Toaster du soja consiste à le chauffer (passage sous air pulsé à 280 °C quelques secondes) pour en augmenter la teneur en protéines assimilables par les ruminants. Le toastage du soja permet de réduire les facteurs antinutritionnels et de l’introduire de façon plus importante dans la ration des brebis.
Les principaux gains attendus de la mise en œuvre d’une telle pratique sur l’exploitation relèvent essentiellement d’une meilleure autonomie protéique de l’élevage. Le niveau de lactation (et le taux de MSU) et l’état des brebis s’en trouvent améliorés. La diversification de l’assolement permet également une sécurisation de l’accès à l’éco-régime de niveau 2 de la PAC en plus des vertus reconnues de l’introduction de soja dans une rotation culturale. Enfin, le volet économique est également impacté par la production d’un aliment au tarif très concurrentiel vis-à-vis des achats extérieurs.
Cette pratique constitue un levier adapté pour les élevages cherchant à améliorer leur autonomie protéique, à diversifier leur assolement. Elle s’adresse à des exploitations disposant d’une bonne autonomie fourragère. Enfin, cette pratique intéressera particulièrement les éleveurs soucieux de disposer d’une très bonne traçabilité des matières premières.

Les facteurs de réussite
Le soja ne reste pas plus de 2 ans sur une même parcelle pour des raisons sanitaires. Un maïs ou une prairie prennent la suite dans la rotation. Un apport de fumier (25 t) constitue le seul amendement apporté (pas de fertilisation minérale). Le rendement moyen sans irrigation est de 35 quintaux par ha. Suite à la récolte, un dérobé est implanté dès le mois d’octobre de façon à disposer de pacage hivernal pour les brebis dès la mi-novembre. Le soja toasté est introduit dans la ration des brebis laitières dès la fin de gestation à raison de 50 g/brebis/jour de façon progressive en respectant une période de transition alimentaire. En lactation, le niveau de distribution passe de 150 g/brebis/jour à un maximum de 250 g/brebis/jour. Les achats de tourteau de soja à l’extérieur ont été supprimés. Concernant l’itinéraire technique, il convient de retenir :

  • Récolte… et trieuse si salissement parcelle.
  • Stockage en remorque ou cellule selon les délais du passage du toasteur.
  • Toastage en CUMA (2 t de soja /heure) et refroidissement/ventilation 6 à 8 heures à l’aide de cheminées d’aération installées dans la remorque pour aider à la redescente en température du produit.
  • Stockage en silo.
  • Broyage et distribution au fur et à mesure des besoins du cheptel.

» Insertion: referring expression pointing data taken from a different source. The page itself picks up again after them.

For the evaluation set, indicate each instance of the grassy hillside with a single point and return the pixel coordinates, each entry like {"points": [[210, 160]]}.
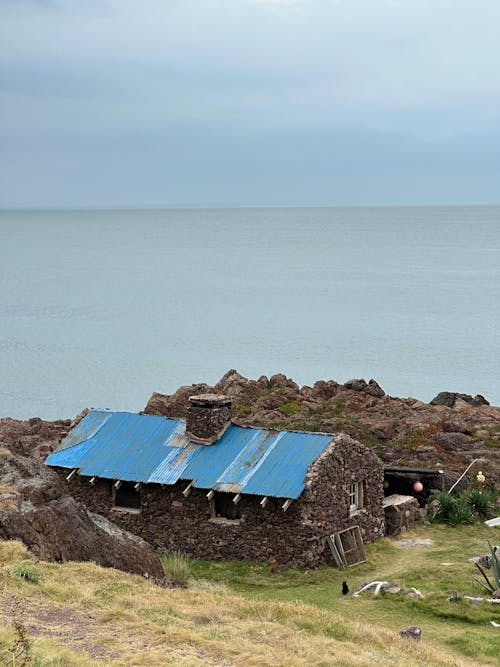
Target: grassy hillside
{"points": [[244, 614]]}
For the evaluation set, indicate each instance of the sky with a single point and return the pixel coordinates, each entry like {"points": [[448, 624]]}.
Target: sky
{"points": [[119, 103]]}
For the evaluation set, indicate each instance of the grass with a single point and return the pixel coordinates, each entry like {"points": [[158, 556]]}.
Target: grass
{"points": [[243, 614]]}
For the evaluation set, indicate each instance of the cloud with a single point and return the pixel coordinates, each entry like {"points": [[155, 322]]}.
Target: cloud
{"points": [[311, 78]]}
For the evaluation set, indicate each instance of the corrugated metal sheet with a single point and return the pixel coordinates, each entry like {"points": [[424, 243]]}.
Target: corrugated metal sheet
{"points": [[144, 448]]}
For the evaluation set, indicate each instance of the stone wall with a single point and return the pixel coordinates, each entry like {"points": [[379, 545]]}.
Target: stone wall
{"points": [[171, 522], [208, 416], [400, 512], [326, 496]]}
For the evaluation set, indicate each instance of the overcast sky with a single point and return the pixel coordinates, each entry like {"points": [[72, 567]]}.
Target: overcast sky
{"points": [[249, 102]]}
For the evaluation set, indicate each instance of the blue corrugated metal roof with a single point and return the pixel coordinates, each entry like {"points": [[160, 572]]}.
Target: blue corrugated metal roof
{"points": [[145, 448]]}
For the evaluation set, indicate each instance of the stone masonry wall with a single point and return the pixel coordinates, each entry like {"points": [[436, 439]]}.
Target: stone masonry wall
{"points": [[327, 494], [171, 522], [206, 420]]}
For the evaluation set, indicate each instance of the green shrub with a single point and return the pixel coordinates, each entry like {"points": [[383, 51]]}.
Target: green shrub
{"points": [[491, 586], [28, 572], [177, 568]]}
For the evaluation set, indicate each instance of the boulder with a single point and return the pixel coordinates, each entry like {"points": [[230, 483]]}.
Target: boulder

Le soja en post-récolte sera à stocker en remorque : attention au taux d’humidité à la récolte qui peut être un facteur de détérioration des graines de soja. 
Deux remorques sont nécessaires lors du chantier de toastage : une contenant le soja à traiter, une pour récupérer le soja toasté. Afin de réduire la manutention, il convient dans la mesure du possible de disposer d’une cellule de stockage du soja toasté. Dans le cas contraire, le stockage se fera en big bag de 600 kg ou une tonne. Prévoir un broyeur à utiliser juste avant distribution aux animaux.

Combien ça coûte ?
160 €/tonne : c’est le prix de revient du soja toasté (charges opérationnelles + frais semis, récolte et toastage inclus). La culture du soja est peu gourmande en intrants. Pour l’exploitation, le principal poste de charge concerne les semences pour un montant de 222 €/ha. Grâce à sa capacité à fixer l’azote de l’air, le soja n’a pas besoin d’apport minéral. Le poste des traitements se monte quant à lui à 70 € / ha. Le coût du toastage seul se chiffre à 341 € pour 16,5 tonnes de soja traitées : soit 20 € / tonne (sur la base de 3,5 tonnes de soja récoltées par ha). Le semis, sous-traité à une entreprise, revient à 71 € / ha alors que la récolte se chiffre à 128 € /ha via la CUMA.

Les avantages

  • Itinéraire cultural assez simple.
  • Le cycle cultural court permet une récolte précoce avant une implantation de dérobée (avoine/ vesce / trèfle) pacagée sur la période hivernale.
  • Autonomie alimentaire et protéique.
  • Effet marqué sur le taux de MSU du lait avec une hausse de 10 points de la matière grasse.

Les inconvénients

  • Désherbage à maîtriser : c’est un facteur de limitation du travail post-récolte. Les graines d’adventices seront à écarter via une trieuse.
  • Manutention : le toastage n’est pas réalisé directement la récolte effectuée, une phase de stockage transitoire est indispensable (en remorque le plus souvent) avant reprise pour l’opération de traitement et restockage en cellule.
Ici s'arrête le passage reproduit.